There is a fine line between myself and sanity, and last Sunday night, in the parking lot of the Mercy Lounge, I crossed it. I walked up the stairs, stepped into the Mercy's welcoming arms (each holding a beer) and thought: I have finally lost it. The room was a sea of facial hair. There wasn't a werewolf left in Transylvania. There were beards grafted to nearly every face in the room. Including mine.
There's the moment in Being John Malkovich where the actor tumbles into his own consciousness, only to look out at the world and see his own mug staring back at him, everywhere. That was this. It was like looking into a weird, warped mirror. Any second now, the hairy faces would all turn to me and start talking, but they wouldn't say anything but "Michael Eades, Michael Eades. Michael Eades, Michael Eades ..."
Eades is the local auteur de interwebs behind Whiskerino, the biannual beard-growing community he started online seven years ago. It's a transnational celebration of masculinity that doesn't rely on misogyny to define itself, just a general fuck-you to the tyranny of Gillette, the barbarism of Barbasol and the profiteers of razor burn. Like Eades' other tonsorial terrordome, the self-explanatory Moustache May, Whiskerino sprouted faster than a soul patch on a Sugar Ray fan.
One hundred and thirteen days prior, 495 participants from East Nashville to Europe had been clean-shaven, defoliated little man-apes with barely a smidge of stubble between them. But since the first of November, there had been no trimming or grooming. No pruning back those annoying mustache hairs that curl back in over your lips and into your teeth. No plucking those hairs that grow out of your cheekbones like a rebellious optometrist trying to poke you in the eye. Now everybody was ready to "grow and show," as the parlance goes.
This evening was an epic bro-down, a barrage of bear hugs and belly laughs as Grizzly Adams and Thelonious Monk look-a-likes mugged for the camera. A bevy of beautiful girls surrounded beard-o Chief "Mackle" Eades, fawning over him like a movie star even though he looks like Captain Caveman sans the leopard-print cape. All around him were folks with full masks of face carpet, eyes peering out like macaws in kudzu, alongside dudes like local DJ Spice J whose wispy beards were strictly middle school run wild.
There were red beards and black beards, pointy beards and bushy beards. And more than a few folks were saving a few sips of beer in theirs for later. (If there's anything a beard is good for, it's storing emergency rations.) The reasons all these chin farmers took part in Whiskerino were almost as diverse as the beards themselves. But when you boil it down, the real motivation is simple: because they can.

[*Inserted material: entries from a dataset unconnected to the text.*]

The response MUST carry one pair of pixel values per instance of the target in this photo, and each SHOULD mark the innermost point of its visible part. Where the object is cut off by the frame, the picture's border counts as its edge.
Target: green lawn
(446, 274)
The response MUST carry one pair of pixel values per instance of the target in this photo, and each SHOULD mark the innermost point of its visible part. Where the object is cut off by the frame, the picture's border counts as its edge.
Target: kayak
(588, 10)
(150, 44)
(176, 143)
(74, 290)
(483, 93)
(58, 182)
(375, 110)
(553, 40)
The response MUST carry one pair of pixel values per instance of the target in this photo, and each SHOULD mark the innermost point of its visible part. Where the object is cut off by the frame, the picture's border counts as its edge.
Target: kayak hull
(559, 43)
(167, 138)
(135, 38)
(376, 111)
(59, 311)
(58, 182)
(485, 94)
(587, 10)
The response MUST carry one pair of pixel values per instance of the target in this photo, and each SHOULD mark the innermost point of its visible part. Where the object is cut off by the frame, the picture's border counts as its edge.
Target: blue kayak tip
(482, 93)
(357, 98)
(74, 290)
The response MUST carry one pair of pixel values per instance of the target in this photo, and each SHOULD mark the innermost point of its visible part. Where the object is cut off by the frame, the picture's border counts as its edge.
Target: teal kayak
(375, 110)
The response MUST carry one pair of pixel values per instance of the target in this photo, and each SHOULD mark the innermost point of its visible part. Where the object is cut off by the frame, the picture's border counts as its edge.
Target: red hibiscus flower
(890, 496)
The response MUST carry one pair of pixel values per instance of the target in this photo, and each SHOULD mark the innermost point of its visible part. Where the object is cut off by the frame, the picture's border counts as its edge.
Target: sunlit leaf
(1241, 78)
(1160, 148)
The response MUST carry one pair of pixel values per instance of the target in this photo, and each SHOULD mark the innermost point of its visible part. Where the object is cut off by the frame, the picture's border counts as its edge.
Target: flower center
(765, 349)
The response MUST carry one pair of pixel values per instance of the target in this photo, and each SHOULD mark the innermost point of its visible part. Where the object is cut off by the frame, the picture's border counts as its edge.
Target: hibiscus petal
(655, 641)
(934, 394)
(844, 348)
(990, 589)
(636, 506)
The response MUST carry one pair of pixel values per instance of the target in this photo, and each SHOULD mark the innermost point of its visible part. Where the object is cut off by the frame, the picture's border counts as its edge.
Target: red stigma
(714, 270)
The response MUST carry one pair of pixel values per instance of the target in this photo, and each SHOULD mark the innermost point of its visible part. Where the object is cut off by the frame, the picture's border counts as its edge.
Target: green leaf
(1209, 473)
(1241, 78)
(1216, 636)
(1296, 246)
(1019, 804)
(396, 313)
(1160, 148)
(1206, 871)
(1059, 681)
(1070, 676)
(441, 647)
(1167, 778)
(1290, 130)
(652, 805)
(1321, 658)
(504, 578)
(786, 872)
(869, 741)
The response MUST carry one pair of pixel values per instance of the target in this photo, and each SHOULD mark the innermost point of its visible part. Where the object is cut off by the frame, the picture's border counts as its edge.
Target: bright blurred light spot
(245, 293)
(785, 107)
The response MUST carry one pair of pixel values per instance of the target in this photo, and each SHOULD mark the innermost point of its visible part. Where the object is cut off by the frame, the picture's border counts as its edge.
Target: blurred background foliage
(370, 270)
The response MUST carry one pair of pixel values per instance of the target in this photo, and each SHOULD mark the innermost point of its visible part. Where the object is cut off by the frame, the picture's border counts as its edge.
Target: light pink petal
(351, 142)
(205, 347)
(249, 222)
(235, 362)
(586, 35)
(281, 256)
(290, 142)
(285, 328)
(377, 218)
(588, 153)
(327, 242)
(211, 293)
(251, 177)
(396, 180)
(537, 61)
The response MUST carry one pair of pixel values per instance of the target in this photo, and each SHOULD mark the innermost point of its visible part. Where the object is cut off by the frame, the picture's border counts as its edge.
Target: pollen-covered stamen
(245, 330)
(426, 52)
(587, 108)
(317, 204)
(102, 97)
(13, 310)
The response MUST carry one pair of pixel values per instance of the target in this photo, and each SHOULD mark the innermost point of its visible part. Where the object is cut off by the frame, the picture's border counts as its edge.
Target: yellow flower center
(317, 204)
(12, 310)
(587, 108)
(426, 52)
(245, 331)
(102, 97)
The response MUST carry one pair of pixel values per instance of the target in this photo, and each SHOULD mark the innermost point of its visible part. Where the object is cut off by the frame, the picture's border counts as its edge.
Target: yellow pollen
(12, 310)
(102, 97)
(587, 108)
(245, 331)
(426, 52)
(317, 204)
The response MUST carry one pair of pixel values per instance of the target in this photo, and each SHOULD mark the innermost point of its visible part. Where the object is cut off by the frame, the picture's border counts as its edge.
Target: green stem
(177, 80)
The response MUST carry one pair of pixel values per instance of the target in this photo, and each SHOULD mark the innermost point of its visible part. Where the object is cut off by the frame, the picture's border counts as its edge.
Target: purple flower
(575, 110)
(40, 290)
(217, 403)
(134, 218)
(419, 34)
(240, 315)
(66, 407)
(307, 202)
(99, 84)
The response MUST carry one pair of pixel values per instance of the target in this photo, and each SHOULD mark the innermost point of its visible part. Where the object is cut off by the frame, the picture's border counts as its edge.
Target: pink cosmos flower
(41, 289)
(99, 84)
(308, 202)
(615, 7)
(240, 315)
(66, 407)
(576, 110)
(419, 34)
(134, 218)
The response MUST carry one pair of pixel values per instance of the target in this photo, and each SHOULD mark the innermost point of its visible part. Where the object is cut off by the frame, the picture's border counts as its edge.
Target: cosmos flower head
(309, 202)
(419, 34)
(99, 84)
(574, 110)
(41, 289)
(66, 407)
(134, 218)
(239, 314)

Growing a beard tells the world that, yes, by god, you are not only a dude but resplendent in your dudesmanship. If you need proof that hairy-chested machismo is out of favor at the moment, grow a beard. It is in fact quite strange to look at a clean-shaven dude and think "weirdo" after four months of freaking out housewives at the Harris Teeter while stumbling around at 7 a.m. looking for hangover cures. Let's just say there is evidently the slimmest of distinctions between a beard-sporting freelance writer and some grizzled grifter on an FBI alert, and the loss-prevention staff at your local supermarket isn't always adept at telling the difference. (To be fair, this is probably a lot easier when said writer isn't reeking of last night's whiskey and arguing with himself about the virtues of dried beef.)
Eventually you get used to your wife recoiling in horror every time you go in for a kiss. You get used to jokes about The Deadliest Catch and random strangers telling you that you look like Zach Galifianakis. You get used to people rubbing your face like a goat's ass in a petting zoo, and you get used to everyone expounding on the similarities between your face and their pubes (though somehow they never get used to you punching them). You'll even get used to waking up with your cat grooming your face — though there's no way you'll ever get used to cleaning up hairballs made from your own follicles.
But in this era where gender norms are unraveling at unprecedented pace, where we're finally making real progress toward gender equity, it's nice to have one thing the ladies couldn't do even if they wanted. In an age when society is less likely to expect certain behaviors from you just because of the equipment you've got in the undercarriage — look at the cast of MTV's Jersey Shore and their non-gender-specific love for fighting and waxing — facial fuzz is a final frontier for defining oneself against the fairer sex.
It's the zenith of masculinity and one of the last things separating us from the pansexual, pangender singularity that is surely in the offing — hell, we're probably only a few generations away from Avatar-style hair sex. Only beards stand in the way of us becoming a bunch of overgrown smurfs in designer loincloths jumping around our giant hippie treehouse. Or maybe I just think about these things because I'm a full-time house-husband, and there's plenty of time to ponder while I wait for my pot roast to come out of the oven.
Either way, even if my wife is the bread-winner, I'm still the beard-winner in my house. And until March 1, that's OK by me — even if I can't take a deep breath without tickling my tonsils.